The Fifth Circuit’s Decision

 The Fifth Circuit agreed with Defendant and vacated the order requiring notice to potential opt-in plaintiffs. While the Fifth Circuit agreed that there is difference between a “class action” under Federal Rule of Civil Procedure 23 and a “collective action” under the FLSA, the Court stated that there were still two other provisions of the arbitration agreement that would prohibit each potential opt-in plaintiff from participating in the FLSA collective action. 

  • First, the potential opt-in plaintiffs had agreed to arbitrate “any claim or controversy” between themselves and Defendant.
  • Second, they had also agreed that “the only parties to the arbitration shall be” the Defendant and the individual.

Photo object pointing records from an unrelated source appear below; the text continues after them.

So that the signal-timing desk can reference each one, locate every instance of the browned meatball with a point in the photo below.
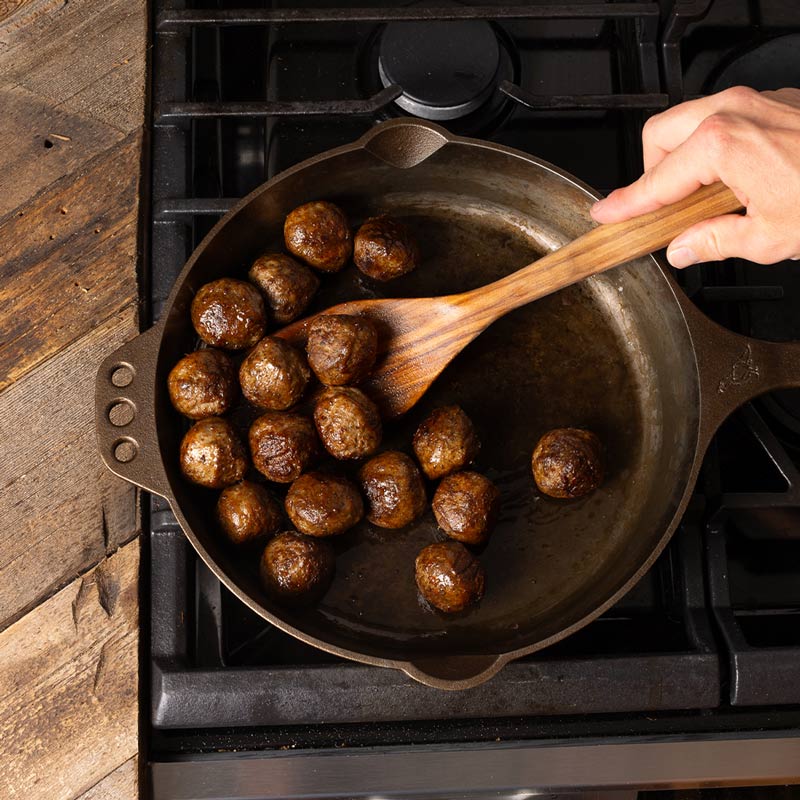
(319, 233)
(247, 512)
(287, 285)
(212, 454)
(385, 249)
(283, 445)
(295, 569)
(348, 422)
(466, 506)
(320, 504)
(342, 348)
(568, 463)
(449, 577)
(203, 384)
(229, 313)
(394, 490)
(274, 375)
(445, 442)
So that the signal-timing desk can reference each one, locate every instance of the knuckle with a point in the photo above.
(714, 244)
(741, 96)
(649, 128)
(718, 134)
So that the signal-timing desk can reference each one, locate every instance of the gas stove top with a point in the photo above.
(705, 651)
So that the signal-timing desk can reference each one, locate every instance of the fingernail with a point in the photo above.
(598, 206)
(682, 257)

Thus, while the arbitration agreement’s additional prohibition on participating in a “class action” would not apply to this “collective action,” the other two provisions still apply. In short, “[e]ven if the third clause left the door open to collective actions, the other two clauses slam that door shut.” The court also noted that the second provision, requiring “one-on-one arbitration” was effective to “rule[] out collective actions, class actions, joinder, and any other similar mechanism for joining multiple parties together.”  

 The Court also addressed the district court’s reasoning that, because parties can waive the right to arbitration, ordering notice to potential opt-in plaintiffs was proper until the point at which Defendant moved to compel arbitration. The Court rejected this argument, stating that the fact that Defendant had not moved to compel arbitration was irrelevant to the issue. Instead, the Court instructed that “a district court’s focus should be on whether those receiving notice will be able to ultimately participate in the collective action.”

Because the arbitration agreement would prevent the potential opt-in plaintiffs from ultimately participating in the FLSA collective action, the Fifth Circuit granted mandamus and overtured the district court’s certification and notice order.

Takeaways

The decision in In re A&D Interests, Inc. has implications beyond the FLSA collective action context. It demonstrates that robust arbitration agreements will be enforced in the Fifth Circuit and that layering multiple broad provisions together can help overcome creative attempts by plaintiffs to manufacture gaps in the scope of the agreement. The Fifth Circuit’s use of forceful language in the opinion (“slams the door shut”) is also a good example of how courts must “rigorously enforce agreements to arbitrate according to their terms,” as instructed by the Supreme Court in Am. Exp. Co. v. Italian Colors Restaurant, 133 S. Ct. 2304, 2309 (2013).